Today, for the first time, I had to duplicate an audio CD on my iBook.
My server’s CD writer has been shot for quite some time now and I haven’t yet had the need to do this kind of thing so I had no idea how to go about it.
Well, obviously I knew I could use cdda2wav and cdrecord just like on the Linux server, but I knew there had to be a way to do it which was more Mac-oriented (i.e. a mouse-engineering approach).
It turns out there is such a way but, contrary to what I’ve come to expect from this platform, it is not all that obvious, it doesn’t even involve the Disk Utility, but instead iTunes and some preferences tweaking.
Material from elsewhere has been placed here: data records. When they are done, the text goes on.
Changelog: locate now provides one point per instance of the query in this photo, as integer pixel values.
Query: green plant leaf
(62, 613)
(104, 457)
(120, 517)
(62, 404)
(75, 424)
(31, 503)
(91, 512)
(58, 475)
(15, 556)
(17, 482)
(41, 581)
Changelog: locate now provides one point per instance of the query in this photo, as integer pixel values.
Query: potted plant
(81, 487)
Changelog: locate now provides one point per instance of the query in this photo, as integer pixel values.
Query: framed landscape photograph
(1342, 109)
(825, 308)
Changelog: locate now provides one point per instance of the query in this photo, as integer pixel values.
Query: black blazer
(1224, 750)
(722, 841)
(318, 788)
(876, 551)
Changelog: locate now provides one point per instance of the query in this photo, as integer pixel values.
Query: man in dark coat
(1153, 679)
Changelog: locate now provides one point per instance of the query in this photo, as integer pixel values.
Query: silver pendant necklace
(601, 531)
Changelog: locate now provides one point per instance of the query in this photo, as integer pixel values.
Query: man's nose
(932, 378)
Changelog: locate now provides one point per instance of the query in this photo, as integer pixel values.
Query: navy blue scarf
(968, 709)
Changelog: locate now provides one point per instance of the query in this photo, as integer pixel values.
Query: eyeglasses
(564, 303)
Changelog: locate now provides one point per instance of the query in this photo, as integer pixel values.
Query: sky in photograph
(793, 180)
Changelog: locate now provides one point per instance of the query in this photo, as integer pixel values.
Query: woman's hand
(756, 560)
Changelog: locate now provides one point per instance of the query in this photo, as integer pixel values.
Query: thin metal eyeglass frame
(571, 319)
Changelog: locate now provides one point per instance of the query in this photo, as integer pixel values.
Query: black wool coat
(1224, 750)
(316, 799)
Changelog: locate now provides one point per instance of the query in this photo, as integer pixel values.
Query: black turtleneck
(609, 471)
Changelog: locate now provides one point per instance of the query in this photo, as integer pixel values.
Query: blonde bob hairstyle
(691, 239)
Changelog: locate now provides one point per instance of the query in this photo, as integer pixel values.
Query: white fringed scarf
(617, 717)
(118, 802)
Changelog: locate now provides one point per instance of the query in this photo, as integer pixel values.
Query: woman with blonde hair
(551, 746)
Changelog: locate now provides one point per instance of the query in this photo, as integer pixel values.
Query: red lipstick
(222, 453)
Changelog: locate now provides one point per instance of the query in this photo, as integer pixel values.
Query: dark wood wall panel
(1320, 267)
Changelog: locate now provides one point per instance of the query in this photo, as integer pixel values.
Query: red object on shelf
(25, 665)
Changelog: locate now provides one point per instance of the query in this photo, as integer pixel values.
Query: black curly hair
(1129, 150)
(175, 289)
I guess they don’t like people duplicating disks, but I don’t like using my original discs on the car stereo either…
So I googled for it and I came up with one page that explained how to do it in several ways, including the good old-fashioned mouse-engineering way.
Since the page is rather long and contains loads of other stuff I’ll summarize it here for future reference:
- Insert the original disk on the drive and either wait for iTunes to open automatically or fire it up yourself;
- Open the preferences page of iTunes and on the Importing pane choose “Import Using: AIFF Encoder”;
- Still in the preferences go to the Burning pane and choose “Disk Format: Audio CD”, “Gap Between Songs: none” and de-select “Use Sound Check”;
- Import the CD in the usual way;
- Insert the blank CD on the drive;
- Burn the CD on the usual way;
- Delete the songs from iTunes and if you really want them on your Mac import them again with your preferred encoder which probably compresses them and doesn’t waste so much space.
This procedure is a bit more detailed than the one on the page I mentioned earlier and it does work for me.
You get an identical copy of the CD that’s even recognizable on CDDB.